MiniMi uses minimal configuration and these simple conventions to define microservices:
- A set of URL endpoints defined by the folder structure of the endpoint folder.
- Endpoint requests handled in phases by processor objects defined within each folder.
- State persistance using datastores stash defined within a folder, or its nearest ancestor, using the state schema specified in the folder.
A minimal set of global settings may be found in the config.js file and controls the service name, port, processing phases, whitelisted clients and custom configuration data for endpoints.
The default configuration:
{
"name": "MiniMi",
"port": 3000,
"phases": ['load', 'access', 'execute']
}
Within the installation root the endpoint folder determines URL endpoints through its structure.
This structure for example:
endpoints
├─ foo
│ └─ bar
└─ foobar
Will create URL enpoints at:
/
/foo
/foo/bar
/foobar
Each request to an endpoint is processed in phases that may be customised within the configuration file. These phases will be executed in order and all of the matching endpoint processors defined for a phase will be executed before the next phase commences.

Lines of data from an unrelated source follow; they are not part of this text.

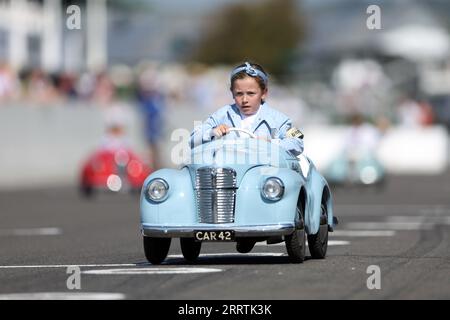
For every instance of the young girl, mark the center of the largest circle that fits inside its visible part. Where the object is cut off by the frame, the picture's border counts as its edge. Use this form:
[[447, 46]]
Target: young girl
[[250, 112]]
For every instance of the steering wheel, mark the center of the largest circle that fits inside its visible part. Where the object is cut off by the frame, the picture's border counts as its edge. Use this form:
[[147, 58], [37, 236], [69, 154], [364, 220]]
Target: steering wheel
[[244, 131]]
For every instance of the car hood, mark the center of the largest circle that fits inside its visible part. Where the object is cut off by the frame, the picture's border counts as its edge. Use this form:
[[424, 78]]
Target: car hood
[[238, 154]]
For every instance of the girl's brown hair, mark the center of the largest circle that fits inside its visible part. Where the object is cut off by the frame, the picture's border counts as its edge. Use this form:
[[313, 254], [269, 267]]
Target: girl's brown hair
[[242, 74]]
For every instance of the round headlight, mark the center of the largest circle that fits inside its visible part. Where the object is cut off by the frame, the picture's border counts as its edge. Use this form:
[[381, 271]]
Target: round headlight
[[157, 190], [273, 189]]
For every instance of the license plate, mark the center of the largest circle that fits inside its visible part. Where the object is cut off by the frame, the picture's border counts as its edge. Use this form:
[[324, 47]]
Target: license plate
[[222, 235]]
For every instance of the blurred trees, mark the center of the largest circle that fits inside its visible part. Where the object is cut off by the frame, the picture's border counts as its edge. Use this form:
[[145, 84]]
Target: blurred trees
[[267, 32]]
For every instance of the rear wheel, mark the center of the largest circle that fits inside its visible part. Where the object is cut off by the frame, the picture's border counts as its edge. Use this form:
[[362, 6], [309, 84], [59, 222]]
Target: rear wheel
[[318, 243], [245, 245], [156, 249], [295, 243], [190, 248]]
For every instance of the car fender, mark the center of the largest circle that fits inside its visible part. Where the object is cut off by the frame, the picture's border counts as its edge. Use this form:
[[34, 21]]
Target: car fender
[[253, 209], [179, 206], [315, 186]]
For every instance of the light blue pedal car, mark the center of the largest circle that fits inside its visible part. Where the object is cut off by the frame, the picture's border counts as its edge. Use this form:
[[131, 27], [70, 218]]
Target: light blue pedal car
[[241, 190]]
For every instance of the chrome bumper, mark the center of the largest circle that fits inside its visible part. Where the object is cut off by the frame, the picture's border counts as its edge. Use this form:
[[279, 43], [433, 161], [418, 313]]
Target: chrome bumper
[[241, 231]]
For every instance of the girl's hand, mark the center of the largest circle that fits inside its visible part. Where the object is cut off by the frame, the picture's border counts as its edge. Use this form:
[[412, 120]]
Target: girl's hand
[[264, 138], [220, 130]]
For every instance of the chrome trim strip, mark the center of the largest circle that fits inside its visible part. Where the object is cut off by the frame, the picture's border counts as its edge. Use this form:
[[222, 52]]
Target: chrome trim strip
[[240, 231]]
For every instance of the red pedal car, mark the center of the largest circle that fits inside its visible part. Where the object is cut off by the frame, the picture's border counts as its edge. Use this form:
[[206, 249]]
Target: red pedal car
[[115, 170]]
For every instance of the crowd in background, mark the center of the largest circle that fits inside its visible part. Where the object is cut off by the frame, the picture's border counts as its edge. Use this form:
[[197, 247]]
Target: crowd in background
[[352, 89]]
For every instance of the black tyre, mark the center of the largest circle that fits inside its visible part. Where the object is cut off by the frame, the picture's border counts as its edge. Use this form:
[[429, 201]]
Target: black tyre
[[156, 249], [318, 243], [295, 243], [190, 248]]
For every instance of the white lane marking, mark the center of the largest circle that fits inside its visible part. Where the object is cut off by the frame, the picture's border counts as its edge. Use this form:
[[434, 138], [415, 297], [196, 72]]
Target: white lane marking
[[362, 233], [393, 206], [73, 265], [330, 243], [177, 270], [231, 254], [390, 225], [32, 232], [118, 265], [419, 219], [63, 296]]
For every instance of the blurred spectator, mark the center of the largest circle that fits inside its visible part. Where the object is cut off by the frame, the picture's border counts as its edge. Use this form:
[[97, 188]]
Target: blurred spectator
[[117, 119], [104, 90], [412, 113], [39, 88], [8, 83], [362, 137], [152, 106]]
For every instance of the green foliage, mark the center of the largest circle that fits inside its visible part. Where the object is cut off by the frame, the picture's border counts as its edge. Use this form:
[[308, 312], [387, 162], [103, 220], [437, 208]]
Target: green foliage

The default phases are intended to load resources, determine whether the requestor has access to the resource and execute the required actions if so.

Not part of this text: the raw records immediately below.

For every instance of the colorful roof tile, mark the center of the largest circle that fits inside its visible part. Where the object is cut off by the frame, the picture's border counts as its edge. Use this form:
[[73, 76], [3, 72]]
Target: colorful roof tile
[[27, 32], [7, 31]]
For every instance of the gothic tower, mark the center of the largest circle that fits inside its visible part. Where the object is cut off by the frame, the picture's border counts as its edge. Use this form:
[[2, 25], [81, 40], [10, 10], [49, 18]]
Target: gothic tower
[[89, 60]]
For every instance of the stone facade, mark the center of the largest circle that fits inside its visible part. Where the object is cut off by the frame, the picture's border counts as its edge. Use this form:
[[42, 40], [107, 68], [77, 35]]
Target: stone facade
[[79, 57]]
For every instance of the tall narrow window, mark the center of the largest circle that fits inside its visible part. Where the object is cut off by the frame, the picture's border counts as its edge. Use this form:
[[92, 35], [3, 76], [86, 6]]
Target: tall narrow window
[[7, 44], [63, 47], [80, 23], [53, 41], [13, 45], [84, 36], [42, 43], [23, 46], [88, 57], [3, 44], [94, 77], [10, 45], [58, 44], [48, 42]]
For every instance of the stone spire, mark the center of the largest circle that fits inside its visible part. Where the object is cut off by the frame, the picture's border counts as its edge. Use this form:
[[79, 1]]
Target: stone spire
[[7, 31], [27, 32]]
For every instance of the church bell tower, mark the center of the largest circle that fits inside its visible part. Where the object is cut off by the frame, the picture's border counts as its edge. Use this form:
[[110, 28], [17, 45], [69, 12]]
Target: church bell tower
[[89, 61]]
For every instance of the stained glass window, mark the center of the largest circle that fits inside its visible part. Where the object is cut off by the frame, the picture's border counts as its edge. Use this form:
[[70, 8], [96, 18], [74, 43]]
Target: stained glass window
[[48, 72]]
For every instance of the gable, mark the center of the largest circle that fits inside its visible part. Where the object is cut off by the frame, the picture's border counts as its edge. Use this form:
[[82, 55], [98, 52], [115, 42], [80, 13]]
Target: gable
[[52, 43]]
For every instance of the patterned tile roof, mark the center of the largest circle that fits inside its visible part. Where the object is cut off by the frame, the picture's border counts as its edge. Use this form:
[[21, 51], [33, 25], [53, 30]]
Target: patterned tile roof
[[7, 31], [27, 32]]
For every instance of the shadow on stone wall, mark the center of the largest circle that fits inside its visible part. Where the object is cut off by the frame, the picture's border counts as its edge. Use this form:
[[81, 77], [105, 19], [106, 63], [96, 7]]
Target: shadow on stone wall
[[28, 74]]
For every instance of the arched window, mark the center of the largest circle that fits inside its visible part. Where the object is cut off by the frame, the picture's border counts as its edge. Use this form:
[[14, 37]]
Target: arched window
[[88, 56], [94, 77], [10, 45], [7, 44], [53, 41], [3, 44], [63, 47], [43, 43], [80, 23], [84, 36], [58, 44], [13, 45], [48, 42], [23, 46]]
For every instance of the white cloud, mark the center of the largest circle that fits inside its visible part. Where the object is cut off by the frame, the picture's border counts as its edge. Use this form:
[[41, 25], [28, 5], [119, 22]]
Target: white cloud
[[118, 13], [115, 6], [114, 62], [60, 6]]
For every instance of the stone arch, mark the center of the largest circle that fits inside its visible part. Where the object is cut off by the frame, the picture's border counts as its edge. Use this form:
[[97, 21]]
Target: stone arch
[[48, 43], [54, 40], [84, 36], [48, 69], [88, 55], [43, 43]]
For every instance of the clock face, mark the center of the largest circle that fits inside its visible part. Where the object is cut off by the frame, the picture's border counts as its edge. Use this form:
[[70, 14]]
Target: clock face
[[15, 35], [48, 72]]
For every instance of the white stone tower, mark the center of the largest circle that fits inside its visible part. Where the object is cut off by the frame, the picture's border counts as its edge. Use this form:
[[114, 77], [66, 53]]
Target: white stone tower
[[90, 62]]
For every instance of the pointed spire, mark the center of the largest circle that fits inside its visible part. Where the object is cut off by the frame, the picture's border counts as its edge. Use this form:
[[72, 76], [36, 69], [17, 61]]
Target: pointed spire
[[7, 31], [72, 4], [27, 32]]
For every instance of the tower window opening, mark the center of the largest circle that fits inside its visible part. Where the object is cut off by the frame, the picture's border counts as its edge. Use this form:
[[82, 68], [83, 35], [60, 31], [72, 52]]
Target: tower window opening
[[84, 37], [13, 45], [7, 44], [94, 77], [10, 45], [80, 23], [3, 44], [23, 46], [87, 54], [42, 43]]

A processor maps routes or URLs to middleware and/or functions that perform operations on a request, through the implementation of its routes() function.
At each endpoint a processor may be defined per phase, for example:
endpoints
├─ foo
│ ├─ bar
│ │ ├─ bar.load.js
│ │ ├─ bar.access.js
│ │ └─ bar.execute.js
│ ├─ foo.load.js
│ └─ foo.execute.js
├─ foobar
│ └─ foobar.execute.js
└─ endpoint.load.js
Where:
- /foo/bar has a processor for each defined phase,
- /foo has load and execute processors,
- /foobar only has an execute processor, while
- / only has a load processor.
A stash represents a standard way to read, write, update and delete data records and serves as a means to abstract data storage technologies.